FDA review documents for one of those – Pfizer Inc.’s Xalkori (crizotinib), an oncologic that sailed through FDA with its diagnostic companion in less than its six-month priority review timetable – indicate that the feat was achieved in part through intensive communication and cooperation with both CDER and CDRH (Also see "Synchronized Regulation: Tandem Approvals Of Xalkori, Diagnostic Required Considerable Coordination" - Pink Sheet, 1 Mar, 2012.).

As to the current workload across the divisions, it is not possible to know definitively how many NDAs are currently under review, but Pharmaceutical Approvals Monthly’s listing of pending publicly disclosed applications provides a rough yardstick of current workload (see chart, (Also see "Estimated FDA User Fee Review Goals For Pending NDAs/BLAs" - Pink Sheet, 1 Apr, 2012.))

Oncology appears on track to continue in the same vein; it is currently reviewing at least five NMEs or novel BLAs for metastatic cancers, along with about twice as many supplemental applications for new uses of approved oncologics.

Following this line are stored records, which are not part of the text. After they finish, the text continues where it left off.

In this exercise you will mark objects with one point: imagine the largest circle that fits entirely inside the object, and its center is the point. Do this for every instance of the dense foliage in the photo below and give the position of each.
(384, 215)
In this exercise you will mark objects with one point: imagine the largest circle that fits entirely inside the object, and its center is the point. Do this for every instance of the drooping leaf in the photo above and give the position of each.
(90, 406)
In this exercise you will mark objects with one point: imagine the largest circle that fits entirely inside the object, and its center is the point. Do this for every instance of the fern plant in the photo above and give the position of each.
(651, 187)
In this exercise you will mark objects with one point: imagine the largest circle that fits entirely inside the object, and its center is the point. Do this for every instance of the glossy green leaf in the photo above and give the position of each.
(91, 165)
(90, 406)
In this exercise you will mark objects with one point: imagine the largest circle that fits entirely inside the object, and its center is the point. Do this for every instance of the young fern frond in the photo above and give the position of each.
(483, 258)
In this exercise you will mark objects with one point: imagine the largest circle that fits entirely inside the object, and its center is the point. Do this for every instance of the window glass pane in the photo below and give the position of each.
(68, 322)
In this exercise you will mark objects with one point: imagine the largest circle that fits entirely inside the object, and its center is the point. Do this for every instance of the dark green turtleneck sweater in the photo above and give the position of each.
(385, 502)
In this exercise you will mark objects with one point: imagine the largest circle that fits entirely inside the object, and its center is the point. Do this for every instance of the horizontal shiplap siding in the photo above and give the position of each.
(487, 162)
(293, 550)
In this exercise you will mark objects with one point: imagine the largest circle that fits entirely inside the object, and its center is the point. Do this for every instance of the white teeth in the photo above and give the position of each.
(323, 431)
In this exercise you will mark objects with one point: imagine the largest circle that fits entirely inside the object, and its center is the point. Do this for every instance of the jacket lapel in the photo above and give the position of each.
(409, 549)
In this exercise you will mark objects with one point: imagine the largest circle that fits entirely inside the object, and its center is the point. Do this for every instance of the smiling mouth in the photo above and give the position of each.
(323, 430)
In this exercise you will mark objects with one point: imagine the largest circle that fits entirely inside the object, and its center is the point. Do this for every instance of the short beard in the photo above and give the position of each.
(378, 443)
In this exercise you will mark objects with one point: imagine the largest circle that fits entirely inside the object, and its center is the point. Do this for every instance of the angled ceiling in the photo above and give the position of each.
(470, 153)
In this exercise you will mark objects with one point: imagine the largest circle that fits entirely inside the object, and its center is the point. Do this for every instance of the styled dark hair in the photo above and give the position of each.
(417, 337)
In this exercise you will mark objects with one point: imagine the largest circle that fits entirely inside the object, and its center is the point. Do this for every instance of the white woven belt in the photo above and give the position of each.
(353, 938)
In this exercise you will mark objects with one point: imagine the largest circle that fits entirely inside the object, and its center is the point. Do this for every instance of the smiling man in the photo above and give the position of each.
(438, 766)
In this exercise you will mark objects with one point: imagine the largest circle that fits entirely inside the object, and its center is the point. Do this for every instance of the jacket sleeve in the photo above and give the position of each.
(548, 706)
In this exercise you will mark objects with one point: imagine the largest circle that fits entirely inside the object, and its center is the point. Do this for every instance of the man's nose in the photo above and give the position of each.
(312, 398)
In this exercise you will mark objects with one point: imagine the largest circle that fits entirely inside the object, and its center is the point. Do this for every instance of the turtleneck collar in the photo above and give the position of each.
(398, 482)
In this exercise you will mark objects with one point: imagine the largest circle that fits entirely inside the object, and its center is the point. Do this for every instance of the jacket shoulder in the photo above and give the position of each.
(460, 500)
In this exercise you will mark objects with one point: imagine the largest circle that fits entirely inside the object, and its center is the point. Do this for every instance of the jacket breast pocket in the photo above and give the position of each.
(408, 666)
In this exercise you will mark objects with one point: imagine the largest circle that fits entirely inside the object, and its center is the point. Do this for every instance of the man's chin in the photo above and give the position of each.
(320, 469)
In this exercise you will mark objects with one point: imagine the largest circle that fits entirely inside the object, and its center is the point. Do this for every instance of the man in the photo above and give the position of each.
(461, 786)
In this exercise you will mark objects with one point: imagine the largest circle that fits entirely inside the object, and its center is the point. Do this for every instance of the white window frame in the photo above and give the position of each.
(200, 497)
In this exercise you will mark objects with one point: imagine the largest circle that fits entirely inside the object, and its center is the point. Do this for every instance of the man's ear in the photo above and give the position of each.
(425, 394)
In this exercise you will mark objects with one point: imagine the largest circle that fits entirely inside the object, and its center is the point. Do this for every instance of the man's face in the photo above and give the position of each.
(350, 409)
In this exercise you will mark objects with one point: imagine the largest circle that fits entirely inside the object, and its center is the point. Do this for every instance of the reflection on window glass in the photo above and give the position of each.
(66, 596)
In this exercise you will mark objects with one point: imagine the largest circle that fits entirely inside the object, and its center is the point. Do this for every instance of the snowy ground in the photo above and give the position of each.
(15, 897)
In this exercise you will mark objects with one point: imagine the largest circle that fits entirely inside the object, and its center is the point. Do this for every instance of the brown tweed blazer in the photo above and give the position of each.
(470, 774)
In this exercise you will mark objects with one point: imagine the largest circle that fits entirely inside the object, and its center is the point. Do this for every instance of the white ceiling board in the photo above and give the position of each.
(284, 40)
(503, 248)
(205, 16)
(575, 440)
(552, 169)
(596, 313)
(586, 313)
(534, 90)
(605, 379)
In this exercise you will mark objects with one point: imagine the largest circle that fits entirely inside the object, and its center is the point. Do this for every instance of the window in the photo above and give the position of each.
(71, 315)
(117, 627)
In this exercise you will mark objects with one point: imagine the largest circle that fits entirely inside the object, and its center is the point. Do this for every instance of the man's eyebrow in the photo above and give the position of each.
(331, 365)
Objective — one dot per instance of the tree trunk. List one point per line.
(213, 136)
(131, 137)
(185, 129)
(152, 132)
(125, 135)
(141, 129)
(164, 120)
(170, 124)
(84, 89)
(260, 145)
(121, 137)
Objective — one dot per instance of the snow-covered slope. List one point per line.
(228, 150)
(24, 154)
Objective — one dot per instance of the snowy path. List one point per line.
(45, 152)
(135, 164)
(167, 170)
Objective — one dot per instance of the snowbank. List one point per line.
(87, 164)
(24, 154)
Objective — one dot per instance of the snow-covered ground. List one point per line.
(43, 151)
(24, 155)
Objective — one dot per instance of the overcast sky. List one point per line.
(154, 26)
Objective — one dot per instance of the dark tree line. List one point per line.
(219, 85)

Cardiovascular & Renal has many fewer drugs under review, but the newer wave of anticoagulants, like Pfizer/Bristol-Myers Squibb Co.‘s Eliqis (apixaban), have some of the largest trial programs of any new agents. Many of the novel antithrombotics to come through the agency have taken multiple review cycles.

The division whose current workload seems to be most outsized – even given one of the larger staff totals in CDER – is Endocrine and Metabolic Drugs. Diabetes drugs, many of which now come with large cardiovascular safety studies, are a perennial source of NDAs, and the division continues to wrestle with three NDAs for obesity therapies. Hypercholesterolemia is active, with first-in-class agents like mipomersen from Ionis Pharmaceuticals Inc. and Sanofi’s Genzyme Corp., and even quiet fields like Cushing’s disease and lipodystrophy are in play with new drug candidates under review.